The FrancesAnnotate this Case
12 U.S. 354 (1814)
U.S. Supreme Court
The Frances, 12 U.S. 8 Cranch 354 354 (1814)
12 U.S. (8 Cranch) 354
A case of further proof. Goods shipped by a British to an American house, partly in conformity with orders and partly without orders, who had an option to accept or reject the whole invoice in a limited time, remain the property of the shippers until the election be made to accept them.
This is another case of goods by the Frances, captured by the Yankee and condemned in the Circuit Court of Rhode Island, brought up to this Court on appeal.

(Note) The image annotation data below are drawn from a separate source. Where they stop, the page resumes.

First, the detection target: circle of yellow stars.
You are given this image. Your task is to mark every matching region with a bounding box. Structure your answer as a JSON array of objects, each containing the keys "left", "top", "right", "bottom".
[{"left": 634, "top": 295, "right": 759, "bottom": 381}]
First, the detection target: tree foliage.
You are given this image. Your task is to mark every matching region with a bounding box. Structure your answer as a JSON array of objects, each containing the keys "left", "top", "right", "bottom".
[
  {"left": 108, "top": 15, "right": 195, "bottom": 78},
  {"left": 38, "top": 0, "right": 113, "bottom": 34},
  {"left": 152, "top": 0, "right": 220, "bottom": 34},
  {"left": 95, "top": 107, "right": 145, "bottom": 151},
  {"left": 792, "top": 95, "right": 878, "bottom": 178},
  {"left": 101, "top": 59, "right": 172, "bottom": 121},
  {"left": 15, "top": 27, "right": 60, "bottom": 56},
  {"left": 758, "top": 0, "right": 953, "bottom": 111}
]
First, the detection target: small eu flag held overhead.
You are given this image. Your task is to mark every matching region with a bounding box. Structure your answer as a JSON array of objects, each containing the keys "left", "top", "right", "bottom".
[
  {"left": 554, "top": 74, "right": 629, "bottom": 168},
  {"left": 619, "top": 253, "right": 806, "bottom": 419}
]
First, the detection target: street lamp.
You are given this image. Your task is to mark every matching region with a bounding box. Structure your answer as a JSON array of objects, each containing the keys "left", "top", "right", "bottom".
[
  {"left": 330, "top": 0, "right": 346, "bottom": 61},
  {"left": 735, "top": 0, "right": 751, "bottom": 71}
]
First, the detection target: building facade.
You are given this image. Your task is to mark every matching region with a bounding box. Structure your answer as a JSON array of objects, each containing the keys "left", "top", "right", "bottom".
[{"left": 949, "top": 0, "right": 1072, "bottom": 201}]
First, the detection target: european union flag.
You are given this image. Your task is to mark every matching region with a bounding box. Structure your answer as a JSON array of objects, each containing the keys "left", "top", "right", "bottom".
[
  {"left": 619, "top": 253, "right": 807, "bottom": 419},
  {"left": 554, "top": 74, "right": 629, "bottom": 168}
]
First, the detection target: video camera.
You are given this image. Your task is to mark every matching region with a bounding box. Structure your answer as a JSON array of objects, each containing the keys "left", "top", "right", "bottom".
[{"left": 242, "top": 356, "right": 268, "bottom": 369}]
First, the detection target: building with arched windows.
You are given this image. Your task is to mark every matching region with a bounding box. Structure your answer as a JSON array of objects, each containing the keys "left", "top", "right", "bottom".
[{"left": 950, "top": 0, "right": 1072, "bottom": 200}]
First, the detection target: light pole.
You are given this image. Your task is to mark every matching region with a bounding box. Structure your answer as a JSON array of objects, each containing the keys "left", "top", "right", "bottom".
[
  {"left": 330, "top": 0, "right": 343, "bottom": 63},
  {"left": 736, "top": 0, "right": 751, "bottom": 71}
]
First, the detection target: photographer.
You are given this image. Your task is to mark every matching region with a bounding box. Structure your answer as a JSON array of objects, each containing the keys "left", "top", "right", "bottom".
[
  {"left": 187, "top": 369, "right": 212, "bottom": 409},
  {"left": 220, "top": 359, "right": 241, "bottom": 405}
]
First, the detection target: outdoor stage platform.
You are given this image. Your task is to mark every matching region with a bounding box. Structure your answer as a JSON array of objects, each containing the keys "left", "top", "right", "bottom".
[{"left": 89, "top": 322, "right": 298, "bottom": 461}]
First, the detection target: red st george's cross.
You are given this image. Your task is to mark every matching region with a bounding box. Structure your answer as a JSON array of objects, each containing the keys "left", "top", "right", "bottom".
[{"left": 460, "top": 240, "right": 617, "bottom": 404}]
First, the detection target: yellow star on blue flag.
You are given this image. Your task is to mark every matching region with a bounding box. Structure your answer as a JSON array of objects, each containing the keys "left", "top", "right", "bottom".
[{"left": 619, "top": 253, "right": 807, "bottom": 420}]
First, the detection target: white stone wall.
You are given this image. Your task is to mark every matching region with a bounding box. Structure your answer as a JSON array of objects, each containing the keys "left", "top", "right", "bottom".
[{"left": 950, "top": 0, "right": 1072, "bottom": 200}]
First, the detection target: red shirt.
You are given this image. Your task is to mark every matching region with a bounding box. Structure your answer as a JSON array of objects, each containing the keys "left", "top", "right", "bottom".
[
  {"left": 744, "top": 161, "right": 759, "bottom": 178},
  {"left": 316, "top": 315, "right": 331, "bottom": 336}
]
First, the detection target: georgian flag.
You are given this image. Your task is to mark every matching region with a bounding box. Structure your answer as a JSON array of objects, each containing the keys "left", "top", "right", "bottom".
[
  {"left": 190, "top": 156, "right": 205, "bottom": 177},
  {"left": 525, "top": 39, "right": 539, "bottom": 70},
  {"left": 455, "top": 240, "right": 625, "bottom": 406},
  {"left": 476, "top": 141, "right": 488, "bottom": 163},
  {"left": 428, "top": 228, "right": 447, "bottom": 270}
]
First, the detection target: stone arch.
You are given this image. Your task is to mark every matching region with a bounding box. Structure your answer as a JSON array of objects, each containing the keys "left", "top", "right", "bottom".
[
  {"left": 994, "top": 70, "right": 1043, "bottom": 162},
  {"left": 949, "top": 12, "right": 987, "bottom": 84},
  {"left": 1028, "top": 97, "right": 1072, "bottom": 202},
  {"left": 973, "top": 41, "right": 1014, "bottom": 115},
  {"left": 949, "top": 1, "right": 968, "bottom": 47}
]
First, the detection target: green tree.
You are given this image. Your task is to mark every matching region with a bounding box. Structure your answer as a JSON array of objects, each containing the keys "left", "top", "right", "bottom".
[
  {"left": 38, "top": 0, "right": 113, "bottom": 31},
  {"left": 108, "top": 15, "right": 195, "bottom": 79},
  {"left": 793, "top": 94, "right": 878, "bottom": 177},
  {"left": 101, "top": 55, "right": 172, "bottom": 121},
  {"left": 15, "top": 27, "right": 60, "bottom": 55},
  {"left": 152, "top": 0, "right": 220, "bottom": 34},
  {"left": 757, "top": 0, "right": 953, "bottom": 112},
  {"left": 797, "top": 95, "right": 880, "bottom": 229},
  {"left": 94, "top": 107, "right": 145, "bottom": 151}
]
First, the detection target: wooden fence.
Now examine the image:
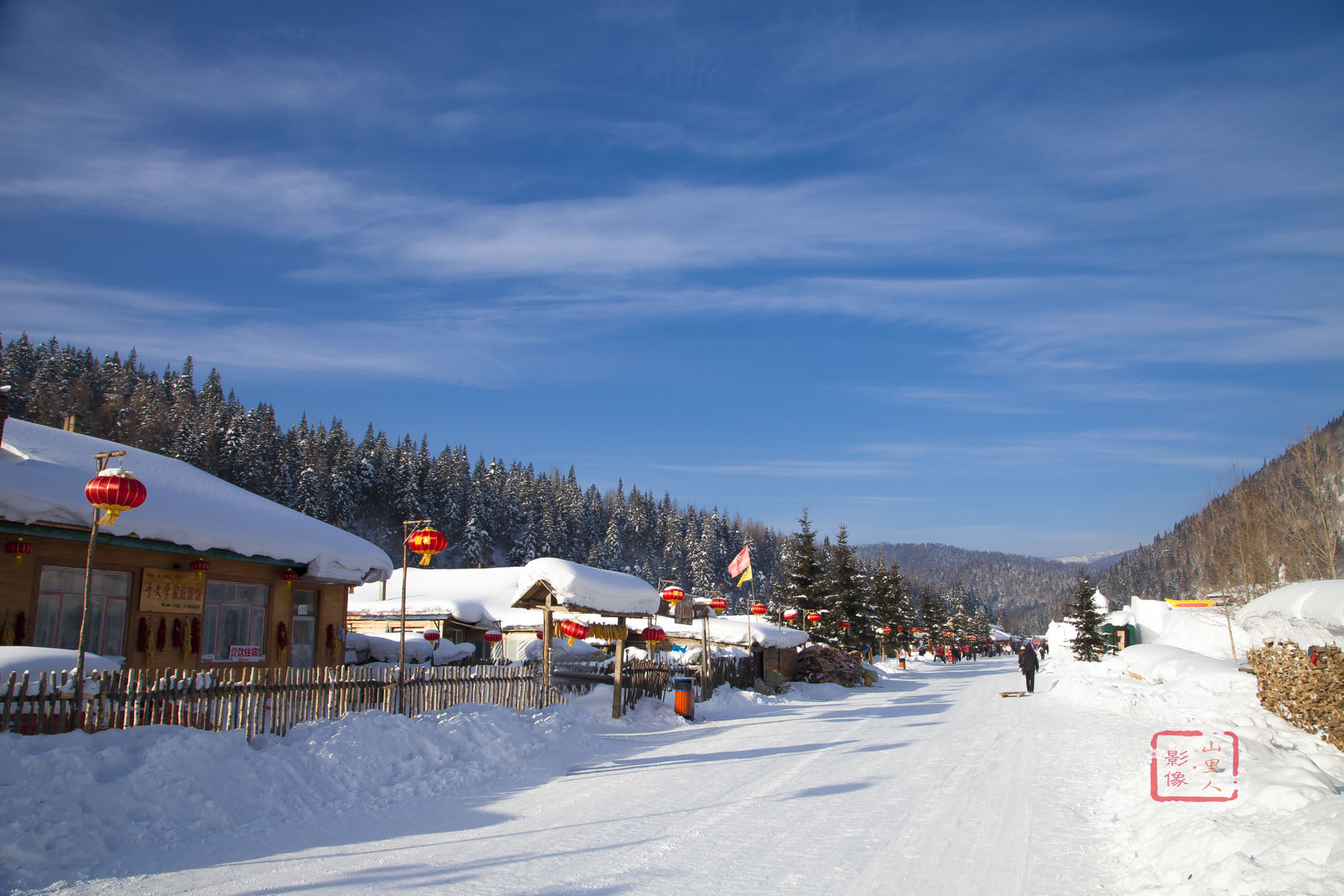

Messrs. Dunham & Randolph merchants of New York, claimed three bales and nineteen boxes of goods shipped by Alexander Thompson of Glasgow, a British subject, and consigned to Dunham & Randolph. The bill of lading is in their names, and the invoice purports to be on their account and risk. A letter from Thompson to Dunham & Randolph dated Glasgow, 11 July, 1812, after describing the goods and the labor he had employed in the business and stating that the goods were sent partly in the Fanny and partly in the Frances, says
"I have exceeded in some articles, and have sent you others not ordered. . . . I leave it with yourselves to take the whole of the two shipments, or none at all, just as you please. If you do not wish them, I will thank you to hand the invoices and letters over to Messrs. Falconer & Co. I think twenty-four hours will allow you ample opportunity for you to make up your minds on this point, and if you do not hand them over within that time, I will of course, consider that you take the whole."
On 15 July, Alexander Thompson again wrote to Dunham & Randolph a letter in which he mentions the information that a bill declaring war had passed the House of Representations. He then adds,
"Considering the circumstances of the times, I thought it best to inform Messrs. Falconer, Jackson & Co. fully of the conditions on which I have shipped you the goods by the Fanny and Frances."
In a letter to Messrs. Falconer, Jackson & Co. of the same date, he explains in full the proposition he had made to Dunham & Randolph and directs how those gentlemen are to act for him should Dunham & Randolph reject the consignment.
This property was condemned in the courts below, and from the sentence of condemnation the claimants appealed to this Court.